Sem imunização, é dada como certa a dispersão para outras regiões e grupos populacionais, se consideradas as condições sociais que envolvem a alta prevalência de doenças infecciosas em geral no Brasil, o que vai de moradias precárias a presídios superlotados.
Essa realidade exigiria uma abordagem unificada nacional, seguindo as recomendações da Organização Mundial da Saúde (OMS), que acionou seu nível mais alto de alerta, a emergência de saúde pública de interesse internacional.
A providência dificilmente virá do governo federal depois do desmonte das áreas técnicas nos últimos anos e da adoção do negacionismo como método para esconder problema de saúde pública inconveniente em véspera de eleição.
Por enquanto, apenas uma comissão técnica foi criada na Anvisa para avaliar testes, medicamentos e vacinas à medida que a agência receba pedidos de registro. Também foi publicada uma nota técnica do Ministério da Saúde, com orientações para gestantes e lactantes.
Combinação explosiva, a omissão governamental se junta à homofobia.
A nova crise sanitária é um prato cheio para a extrema direita, que está em campanha pró-Bolsonaro, estimulando a discriminação contra pessoas LGBTQIA+ e os ataques planejados a políticas públicas voltadas a essa população.
A contaminação do ambiente social por homofobia e transfobia pode ser medida pela régua de um juiz da 15ª Vara Criminal de Brasília.
Em decisão na sexta-feira (5/8), o magistrado banalizou a declaração preconceituosa do ex-ministro da Educação, Milton Ribeiro, para quem a homossexualidade é produto de famílias “desajustadas”.
A desinformação que circula sobre a varíola nas redes sociais traz consequências inimagináveis.
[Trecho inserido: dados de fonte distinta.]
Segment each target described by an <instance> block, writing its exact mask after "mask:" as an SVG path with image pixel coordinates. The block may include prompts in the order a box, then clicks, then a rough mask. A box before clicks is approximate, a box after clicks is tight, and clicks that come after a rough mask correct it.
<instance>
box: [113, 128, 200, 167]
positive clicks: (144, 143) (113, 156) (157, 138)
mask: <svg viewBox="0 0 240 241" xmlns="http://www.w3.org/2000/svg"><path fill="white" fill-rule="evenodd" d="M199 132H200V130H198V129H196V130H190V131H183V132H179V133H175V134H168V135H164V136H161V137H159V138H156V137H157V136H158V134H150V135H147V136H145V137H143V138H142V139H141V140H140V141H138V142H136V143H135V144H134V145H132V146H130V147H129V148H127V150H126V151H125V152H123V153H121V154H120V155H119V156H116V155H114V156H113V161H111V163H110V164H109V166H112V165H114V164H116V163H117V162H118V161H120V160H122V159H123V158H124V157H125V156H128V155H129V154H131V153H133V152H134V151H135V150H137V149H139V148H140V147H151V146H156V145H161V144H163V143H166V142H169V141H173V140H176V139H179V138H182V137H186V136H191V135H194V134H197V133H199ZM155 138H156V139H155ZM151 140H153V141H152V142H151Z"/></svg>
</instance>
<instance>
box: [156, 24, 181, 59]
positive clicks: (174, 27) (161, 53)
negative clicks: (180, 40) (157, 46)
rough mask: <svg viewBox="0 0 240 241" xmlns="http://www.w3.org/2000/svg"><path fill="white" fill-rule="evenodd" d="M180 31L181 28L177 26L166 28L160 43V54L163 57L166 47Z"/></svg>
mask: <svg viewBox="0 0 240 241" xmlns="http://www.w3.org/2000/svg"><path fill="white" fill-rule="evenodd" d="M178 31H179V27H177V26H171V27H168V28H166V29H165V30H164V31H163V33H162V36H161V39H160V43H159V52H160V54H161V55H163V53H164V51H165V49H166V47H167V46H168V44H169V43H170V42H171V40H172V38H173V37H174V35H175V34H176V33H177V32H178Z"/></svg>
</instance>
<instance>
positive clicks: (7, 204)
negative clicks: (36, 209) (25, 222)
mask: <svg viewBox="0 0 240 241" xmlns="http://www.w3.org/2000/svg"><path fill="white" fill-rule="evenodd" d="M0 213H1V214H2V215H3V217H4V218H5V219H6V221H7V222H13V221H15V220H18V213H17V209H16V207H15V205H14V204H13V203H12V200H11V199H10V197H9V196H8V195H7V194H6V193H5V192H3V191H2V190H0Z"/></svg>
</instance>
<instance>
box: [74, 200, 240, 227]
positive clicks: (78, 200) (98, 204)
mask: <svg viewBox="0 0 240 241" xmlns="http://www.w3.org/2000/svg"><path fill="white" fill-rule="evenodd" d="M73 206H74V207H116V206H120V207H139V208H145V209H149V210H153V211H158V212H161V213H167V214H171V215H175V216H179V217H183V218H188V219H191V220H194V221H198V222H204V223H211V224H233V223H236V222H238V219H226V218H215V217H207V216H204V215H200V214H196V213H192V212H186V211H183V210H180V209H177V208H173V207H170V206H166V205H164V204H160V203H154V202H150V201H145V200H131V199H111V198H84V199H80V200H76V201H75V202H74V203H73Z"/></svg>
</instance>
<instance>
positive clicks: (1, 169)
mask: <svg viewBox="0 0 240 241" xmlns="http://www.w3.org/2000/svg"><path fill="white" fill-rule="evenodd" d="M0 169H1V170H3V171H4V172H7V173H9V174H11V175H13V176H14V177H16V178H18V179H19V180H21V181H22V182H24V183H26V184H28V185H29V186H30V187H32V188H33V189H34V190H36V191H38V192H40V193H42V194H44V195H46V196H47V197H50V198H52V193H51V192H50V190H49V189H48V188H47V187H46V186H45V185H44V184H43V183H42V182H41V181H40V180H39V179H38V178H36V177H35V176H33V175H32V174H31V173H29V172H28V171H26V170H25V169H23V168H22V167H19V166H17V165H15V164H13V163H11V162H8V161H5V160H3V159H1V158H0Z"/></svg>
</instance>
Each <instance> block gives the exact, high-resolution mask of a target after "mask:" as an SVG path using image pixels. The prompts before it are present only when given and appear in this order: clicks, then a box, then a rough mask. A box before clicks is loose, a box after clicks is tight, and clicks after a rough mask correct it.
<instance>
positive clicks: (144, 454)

Na caça aos “vilões”, houve até retaliação aos macacos, com maus tratos e morte de animais. A Sociedade Brasileira de Primatologia teve de vir a público para enfatizar que a nomenclatura “varíola dos macacos” é inadequada, pois não existe participação de primatas não humanos na transmissão.
Já a cruzada homofóbica gera confusão e pânico. Faz com que humanos desconheçam sua real vulnerabilidade, ficando menos propensos a buscar serviços de saúde, relatar sintomas e informar contatos.
Autoridades e ONGs têm surgido confusas e inseguras. Preocupadas em falar da doença de maneira não estigmatizante, usam termos evasivos, descartam urgência ou gravidade, evitam mencionar quem demandaria proteção imediata do poder público.
Paralelos vêm sendo traçados com a epidemia da aids nos anos de 1980 e a forma como algumas populações foram violentamente discriminadas no início.
Diferentemente do HIV antes do tratamento antirretroviral, a varíola dos macacos dificilmente mata. Mas o preconceito é semelhante.
O problema, antes, não era direcionar campanhas às pessoas mais afetadas, mas, sim, o fato de as mensagens serem absurdas, moralistas, julgadoras da orientação e do comportamento sexual.
O discurso que interdita a prevenção dirigida, viu-se há mais de trinta anos, é também perigoso, pois impede que muitas pessoas tenham acesso a informações para tomar decisões que dizem respeito às suas vidas e a sua saúde.
A saída encontrada no passado, que serve de lição, foram medidas de combate à estigmatização, baseadas na ciência e nos direitos humanos, que incluíam os mais vulneráveis como parte da solução.
A grande diferença do momento atual é que a doença, felizmente, tem vacina e cura.
É preciso exigir um plano de enfrentamento e vacinação contra o Monkeypox no Brasil, um direito e uma urgência nacional.